Rischia un licenziamento in tronco (ossia per giusta causa) il dipendente che timbra il cartellino anche per conto del collega assente. Linea dura della Cassazione non solo contro gli assenteisti che affidano il proprio badge ai compagni di lavoro, ma anche per questi ultimi, che coprono un comportamento illecito e, anzi, ne sono complici. È questo il succo di una sentenza di poche ore fa [Cass. sent. n. 5777/2016 del 23.03.2016.].
L’Italia è scossa dai recenti scandali, scoperti dalla Guardia di Finanza dentro le amministrazioni, e di cui la cronaca ha ormai riempito rotocalchi e palinsesti: non sono sporadici i casi di pubblici dipendenti formalmente presenti sul luogo di lavoro, beccati invece a fare la spesa, la colazione o al mercato ortofruttifero. L’evidente illegittimità di tale condotta, tuttavia, vale per qualsiasi settore, anche quello privato. Così il lavoratore di una società o di una cooperativa agricola (come nel caso di specie) non si salva dalla contestazione di frode in danno del datore di lavoro se, in combutta con il collega assente, gli timbra il cartellino. Per entrambi scatta quindi il licenziamento disciplinare senza neanche il preavviso.
Il comportamento contestato è tra i più gravi che possano evidenziarsi sul luogo di lavoro: una frode vera e propria, atta ad incidere sul sistema dei controlli necessari al personale, oltre che a compromettere il rapporto di fiducia con il datore. Un danno anche all’economia nazionale perché da un lato impedisce all’azienda di produrre (venendo meno un lavoratore che, invece, non avrebbe diritto ad assentarsi) e, dall’altro, esclude la possibilità, per tanti disoccupati, di prendere il posto del nullafacente. Dunque, il sodalizio tra i due compagni di lavoro, in base al quale uno timbra il badge dell’altro, comporta per entrambi la stessa sanzione: licenziamento in tronco per giusta causa.

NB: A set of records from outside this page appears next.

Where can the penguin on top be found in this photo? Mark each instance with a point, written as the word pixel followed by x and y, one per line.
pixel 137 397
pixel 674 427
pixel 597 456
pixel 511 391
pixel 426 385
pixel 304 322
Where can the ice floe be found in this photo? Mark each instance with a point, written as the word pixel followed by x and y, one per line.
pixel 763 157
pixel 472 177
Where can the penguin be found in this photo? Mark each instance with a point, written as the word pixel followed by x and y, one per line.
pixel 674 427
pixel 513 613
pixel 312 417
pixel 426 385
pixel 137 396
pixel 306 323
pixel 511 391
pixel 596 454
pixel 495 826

Non serve a ridurre la gravità della contestazione l’assenza di precedenti disciplinari in capo al “palo”. Neppure il successivo ravvedimento del dipendente, che confessa il misfatto, può salvarlo dal licenziamento. Né infine, può rilevare come difesa il fatto che il contratto collettivo non contempli il comportamento in questione tra le ipotesi passibili della massima sanzione. È la gravità della condotta in sé che rende impossibile qualsiasi prosecuzione del lavoro, facendo venire meno la fiducia dell’azienda nei confronti del dipendente, anche per il successivo svolgimento del rapporto. Infatti – si legge in sentenza – in tema di licenziamento, la nozione di
“giusta causa di licenziamento” è già prevista dalla legge; pertanto, il giudice non è vincolato da quanto indicato nei contratti collettivi che non possono certo considerarsi esaustivi nell’elencazione dei comportamenti vietati.